Even so, one can make the case, and I will, that those end credits make "American Sniper" and all that precedes those credits all the more exploitative of Mr. Kyle.  There's an overweighting of flag-waving and jingoism that overwhelms Mr. Kyle's memory in my view -- at least as it is depicted on screen. 

In Mr. Kyle's book the real Ms. Taya Kyle wrote: "Chris was always very aware of my feelings...he doesn't necessarily enjoy talking about feelings but he has a sense of when to bring things out....I noticed it early on in our relationship.  We would be talking on the phone and he was very caring."  (Emphasis, on pages 50 and 51.)  This aspect of Mr. Kyle is missing from the film, which was adapted by Jason Hall.  On screen in Mr. Eastwood's drama Chris Kyle is a one-dimensional war machine.

Filmmakers are free to make entirely "masculine" or entirely "feminine" films.  And throughout his career Mr. Eastwood has specialized in making the former, both as an actor and a director.  There isn't necessarily anything wrong with that, but it is important to illustrate that the perspective Mr. Eastwood's films have on masculinity often isn't the fullest or most accurate.  Even in the theater of war, masculinity encompasses far more range than shooting a gun and punching someone -- whether it be a person or a moviegoing audience -- into total submission. 

The form of masculinity, as displayed in "American Sniper", is always where Mr. Eastwood has felt most comfortable.  There have been some exceptions, but even in films like "Mystic River", the women devoted to the male protagonist have always been emboldening and supportive of destructive masculine behavior.  The same runs true in this latest Eastwood effort.  There's a black and whiteness to this film, as in the director's others, that pervades.  No room for shading.  And the kill-or-be-killed stage of war makes this masking and lack of investigation of masculinity easier.  And more digestible and less complex for audiences.

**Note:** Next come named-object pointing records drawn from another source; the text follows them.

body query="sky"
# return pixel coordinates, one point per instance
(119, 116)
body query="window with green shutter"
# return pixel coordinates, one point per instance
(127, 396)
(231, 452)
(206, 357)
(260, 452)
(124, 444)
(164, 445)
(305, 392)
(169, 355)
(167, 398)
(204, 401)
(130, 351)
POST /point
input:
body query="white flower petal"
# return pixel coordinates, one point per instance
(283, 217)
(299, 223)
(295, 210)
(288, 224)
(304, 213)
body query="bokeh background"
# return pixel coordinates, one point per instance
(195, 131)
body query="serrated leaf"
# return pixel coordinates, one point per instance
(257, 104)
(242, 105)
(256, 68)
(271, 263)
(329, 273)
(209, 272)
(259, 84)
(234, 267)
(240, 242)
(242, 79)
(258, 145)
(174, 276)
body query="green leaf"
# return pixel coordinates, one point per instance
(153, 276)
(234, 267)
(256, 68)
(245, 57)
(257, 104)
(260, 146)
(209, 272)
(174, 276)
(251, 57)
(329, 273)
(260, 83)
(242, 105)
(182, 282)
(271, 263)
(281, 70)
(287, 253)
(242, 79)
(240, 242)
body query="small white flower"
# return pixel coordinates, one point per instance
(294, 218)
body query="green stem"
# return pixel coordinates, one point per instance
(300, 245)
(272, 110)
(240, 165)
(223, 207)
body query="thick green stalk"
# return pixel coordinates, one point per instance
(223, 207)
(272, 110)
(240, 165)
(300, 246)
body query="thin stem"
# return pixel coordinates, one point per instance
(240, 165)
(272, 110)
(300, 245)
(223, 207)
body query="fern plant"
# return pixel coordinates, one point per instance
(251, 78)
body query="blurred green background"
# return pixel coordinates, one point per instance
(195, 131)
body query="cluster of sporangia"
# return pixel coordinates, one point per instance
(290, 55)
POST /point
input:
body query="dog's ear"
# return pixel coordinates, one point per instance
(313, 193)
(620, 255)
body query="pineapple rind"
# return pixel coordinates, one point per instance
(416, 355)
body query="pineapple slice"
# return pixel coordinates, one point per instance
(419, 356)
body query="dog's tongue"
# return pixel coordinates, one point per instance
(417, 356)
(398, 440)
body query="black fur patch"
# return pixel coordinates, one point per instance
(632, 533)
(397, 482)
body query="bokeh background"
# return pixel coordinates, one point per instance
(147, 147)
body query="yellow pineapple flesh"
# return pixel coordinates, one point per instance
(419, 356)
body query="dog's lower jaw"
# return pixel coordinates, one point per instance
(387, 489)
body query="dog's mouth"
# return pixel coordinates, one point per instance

I came away from "American Sniper" feeling empty, tweaked and toyed with.  And that is not how a film committed to telling a proficient marksman's story should have made me feel.  That last sentence may read amusingly to some, but I think that Mr. Kyle, even if he was an emotionally closed soul based on his book, deserved better, more nuanced treatment.  Mr. Cooper gives him a semblance of that treatment.  The director gives him none.

"American Sniper" is a tawdry long-form commercial for the 2016 Republican National Convention.  Mr. Eastwood may be able to stump for it to be shown prior to the next Republican U.S. presidential candidate's nomination acceptance speech, since he did such a great job as a preview act last time.


Also with: Keir O'Donnell, Sammy Sheik, Luke Grimes, Mido Hamada, Sam Jaeger, Kyle Gallner.

"American Sniper" is rated R by the Motion Picture Association for strong and disturbing war violence, and language throughout including some sexual references.  Its running time is two hours and 14 minutes.